В Туате, где уже были задуманы и выполнены убийства Флятерса и Фрескалн, этот монарх помогал всем козням наших врагов. Туат же стал и центром заговоров, набегов и измен, и, вместе с тем, источником, снабжавшим продовольствием и оружием неуловимых кочевников. Губернаторы Алжира - Тирман, Камбон и Лафьер - требовали занятия этого пункта.

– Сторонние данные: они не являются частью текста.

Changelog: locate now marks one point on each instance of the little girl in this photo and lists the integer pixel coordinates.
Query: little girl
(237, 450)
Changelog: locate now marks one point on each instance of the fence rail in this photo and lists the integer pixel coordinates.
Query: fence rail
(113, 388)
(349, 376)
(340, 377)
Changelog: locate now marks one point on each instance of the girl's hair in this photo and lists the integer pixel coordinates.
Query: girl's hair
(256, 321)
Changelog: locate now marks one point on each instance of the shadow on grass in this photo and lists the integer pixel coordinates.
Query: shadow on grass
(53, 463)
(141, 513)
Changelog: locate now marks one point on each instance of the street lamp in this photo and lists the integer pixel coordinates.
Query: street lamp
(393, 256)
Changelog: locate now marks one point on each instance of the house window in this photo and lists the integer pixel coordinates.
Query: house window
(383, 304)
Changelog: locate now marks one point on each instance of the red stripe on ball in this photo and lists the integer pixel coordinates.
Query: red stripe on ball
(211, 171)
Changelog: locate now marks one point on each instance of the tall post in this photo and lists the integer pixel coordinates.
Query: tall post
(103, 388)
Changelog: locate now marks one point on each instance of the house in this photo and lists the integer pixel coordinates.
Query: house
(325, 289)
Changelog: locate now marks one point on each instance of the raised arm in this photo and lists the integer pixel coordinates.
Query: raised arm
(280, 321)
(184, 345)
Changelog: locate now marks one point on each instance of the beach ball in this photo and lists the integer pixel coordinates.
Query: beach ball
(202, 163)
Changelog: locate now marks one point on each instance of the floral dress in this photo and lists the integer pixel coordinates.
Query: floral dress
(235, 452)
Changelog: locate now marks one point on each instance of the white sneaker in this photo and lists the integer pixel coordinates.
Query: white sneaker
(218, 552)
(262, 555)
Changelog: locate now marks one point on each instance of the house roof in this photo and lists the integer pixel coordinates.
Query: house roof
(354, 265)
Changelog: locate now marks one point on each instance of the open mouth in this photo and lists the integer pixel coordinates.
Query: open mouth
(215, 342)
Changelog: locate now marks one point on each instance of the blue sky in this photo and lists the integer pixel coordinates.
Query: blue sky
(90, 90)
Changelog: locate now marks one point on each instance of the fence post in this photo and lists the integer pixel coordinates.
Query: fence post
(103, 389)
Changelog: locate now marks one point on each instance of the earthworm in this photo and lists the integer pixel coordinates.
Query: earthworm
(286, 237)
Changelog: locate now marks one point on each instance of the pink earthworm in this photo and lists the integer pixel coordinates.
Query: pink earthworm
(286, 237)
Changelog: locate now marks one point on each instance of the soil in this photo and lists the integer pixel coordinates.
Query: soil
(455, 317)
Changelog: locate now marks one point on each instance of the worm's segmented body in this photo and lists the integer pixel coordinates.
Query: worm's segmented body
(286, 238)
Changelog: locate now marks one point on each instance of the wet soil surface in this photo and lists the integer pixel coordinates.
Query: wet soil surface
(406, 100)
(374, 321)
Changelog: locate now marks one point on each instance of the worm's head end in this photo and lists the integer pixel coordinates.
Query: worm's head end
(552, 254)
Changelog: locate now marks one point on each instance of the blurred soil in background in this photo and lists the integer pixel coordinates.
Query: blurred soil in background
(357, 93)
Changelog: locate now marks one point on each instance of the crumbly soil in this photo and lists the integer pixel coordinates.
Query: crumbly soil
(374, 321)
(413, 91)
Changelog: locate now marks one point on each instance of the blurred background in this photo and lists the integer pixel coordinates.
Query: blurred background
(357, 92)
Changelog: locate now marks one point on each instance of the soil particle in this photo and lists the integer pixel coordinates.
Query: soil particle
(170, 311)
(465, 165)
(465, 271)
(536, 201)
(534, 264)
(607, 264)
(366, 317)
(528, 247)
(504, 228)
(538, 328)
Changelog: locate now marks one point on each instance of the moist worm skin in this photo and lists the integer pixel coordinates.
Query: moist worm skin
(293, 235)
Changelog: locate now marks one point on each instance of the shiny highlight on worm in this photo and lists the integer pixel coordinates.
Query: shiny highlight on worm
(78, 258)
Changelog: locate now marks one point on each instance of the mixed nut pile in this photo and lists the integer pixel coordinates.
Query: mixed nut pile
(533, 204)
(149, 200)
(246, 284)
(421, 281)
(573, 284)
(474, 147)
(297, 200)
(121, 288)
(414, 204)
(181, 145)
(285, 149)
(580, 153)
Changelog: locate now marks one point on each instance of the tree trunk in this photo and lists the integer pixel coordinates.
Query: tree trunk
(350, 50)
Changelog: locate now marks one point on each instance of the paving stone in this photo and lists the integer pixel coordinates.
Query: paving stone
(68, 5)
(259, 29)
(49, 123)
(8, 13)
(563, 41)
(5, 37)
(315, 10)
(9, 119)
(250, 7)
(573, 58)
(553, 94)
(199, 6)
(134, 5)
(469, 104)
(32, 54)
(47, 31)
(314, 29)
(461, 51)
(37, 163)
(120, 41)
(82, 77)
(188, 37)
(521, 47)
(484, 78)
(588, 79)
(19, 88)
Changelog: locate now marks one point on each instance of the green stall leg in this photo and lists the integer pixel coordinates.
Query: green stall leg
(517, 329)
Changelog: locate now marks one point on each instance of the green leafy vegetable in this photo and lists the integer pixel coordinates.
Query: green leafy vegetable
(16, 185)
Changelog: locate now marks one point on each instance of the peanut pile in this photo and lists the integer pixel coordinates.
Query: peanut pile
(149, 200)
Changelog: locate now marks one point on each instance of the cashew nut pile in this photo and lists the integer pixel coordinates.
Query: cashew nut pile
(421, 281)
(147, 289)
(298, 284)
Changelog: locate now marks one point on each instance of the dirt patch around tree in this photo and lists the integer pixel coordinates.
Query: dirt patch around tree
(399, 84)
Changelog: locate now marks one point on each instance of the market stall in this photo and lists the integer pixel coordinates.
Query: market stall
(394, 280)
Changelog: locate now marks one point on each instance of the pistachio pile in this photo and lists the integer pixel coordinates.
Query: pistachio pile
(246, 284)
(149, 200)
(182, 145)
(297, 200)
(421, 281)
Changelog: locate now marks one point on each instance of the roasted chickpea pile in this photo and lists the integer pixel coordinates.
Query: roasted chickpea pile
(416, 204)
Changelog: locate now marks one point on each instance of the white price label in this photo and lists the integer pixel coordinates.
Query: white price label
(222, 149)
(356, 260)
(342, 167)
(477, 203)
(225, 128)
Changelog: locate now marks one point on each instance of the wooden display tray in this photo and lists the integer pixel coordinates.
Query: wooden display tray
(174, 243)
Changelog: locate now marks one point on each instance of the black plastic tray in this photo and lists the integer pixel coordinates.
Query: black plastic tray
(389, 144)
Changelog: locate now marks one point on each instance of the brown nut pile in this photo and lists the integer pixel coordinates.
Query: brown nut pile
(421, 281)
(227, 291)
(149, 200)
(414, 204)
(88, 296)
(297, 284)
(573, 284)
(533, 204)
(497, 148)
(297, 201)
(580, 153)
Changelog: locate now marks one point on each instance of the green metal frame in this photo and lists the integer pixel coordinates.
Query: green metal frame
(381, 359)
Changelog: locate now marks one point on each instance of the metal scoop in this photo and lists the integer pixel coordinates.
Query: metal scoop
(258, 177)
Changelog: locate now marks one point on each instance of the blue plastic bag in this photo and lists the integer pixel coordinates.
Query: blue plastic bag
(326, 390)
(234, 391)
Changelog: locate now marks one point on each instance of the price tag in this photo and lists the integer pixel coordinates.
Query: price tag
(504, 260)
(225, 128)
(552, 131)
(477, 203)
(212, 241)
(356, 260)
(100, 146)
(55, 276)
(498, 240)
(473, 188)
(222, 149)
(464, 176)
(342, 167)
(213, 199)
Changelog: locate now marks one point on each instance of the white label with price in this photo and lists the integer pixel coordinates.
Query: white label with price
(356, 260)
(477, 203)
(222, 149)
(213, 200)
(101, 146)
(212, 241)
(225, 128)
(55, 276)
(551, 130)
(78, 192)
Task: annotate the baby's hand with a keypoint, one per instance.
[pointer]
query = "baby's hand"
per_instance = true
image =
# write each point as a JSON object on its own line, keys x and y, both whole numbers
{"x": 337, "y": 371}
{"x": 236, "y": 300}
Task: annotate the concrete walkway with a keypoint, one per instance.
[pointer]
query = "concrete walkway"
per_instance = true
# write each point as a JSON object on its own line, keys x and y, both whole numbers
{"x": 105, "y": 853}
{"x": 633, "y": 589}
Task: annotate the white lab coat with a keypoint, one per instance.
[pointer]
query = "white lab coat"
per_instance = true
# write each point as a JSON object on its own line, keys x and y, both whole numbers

Военные министры молчаливо с ними соглашались… Но на это не шел парламент, считавшийся с Англией, Германией и, в особенности, с своеобразной "Декларацией прав человека и гражданина", провозглашающей мятеж священнейшим долгом даже в том случае, если мятежники - дикари и норовят снести вам голову. Словом, военные власти были вынуждены лишь постепенно усиливать гарнизоны на юге, устанавливать новые охранные посты, как, например, Бересоф, Хасси-эль-Мия, или возводить новые форты, как Мак-Магон, Лялеман, Мирибель… Но, как говорит Кастри, "кочевника можно сдержать не борджем, а лишь схватив его за брюхо". А этим брюхом были оазисы Туата. Следовало убедить господ парижских говорунов в том, что занятие этих оазисов являлось необходимым. Лучшим же для того средством было - нарисовать им точную картину всех интриг, которые там плели против нас.
Главными виновниками всех этих происков были и остаются до сих пор сенуситы. Силою нашего оружия, их духовный глава был вынужден перенести местопребывание своего братства миль на тысячу дальше от Туата, в Шимедру, в области Тибести. И вот тогда возникла мысль, - из скромности я говорю в безличной форме, - проследить и установить характер и размеры пропаганды этих смутьянов, пользуясь для этого их излюбленными путями: Ратом, Темассинином, долиной Аджемора и Ин-Салой. Как видишь, то был, - по крайней мере, начиная от Темассинина, - тот же маршрут, по которому следовал в 1864 году Жерар Ролфс.
В то время я уже пользовался некоторою известностью благодаря двум моим удачным экспедициям - в Агэдес и Бильму, - и слыл среди офицеров арабских бюро знатоком сенуситского вопроса. Меня попросили взяться за это дело.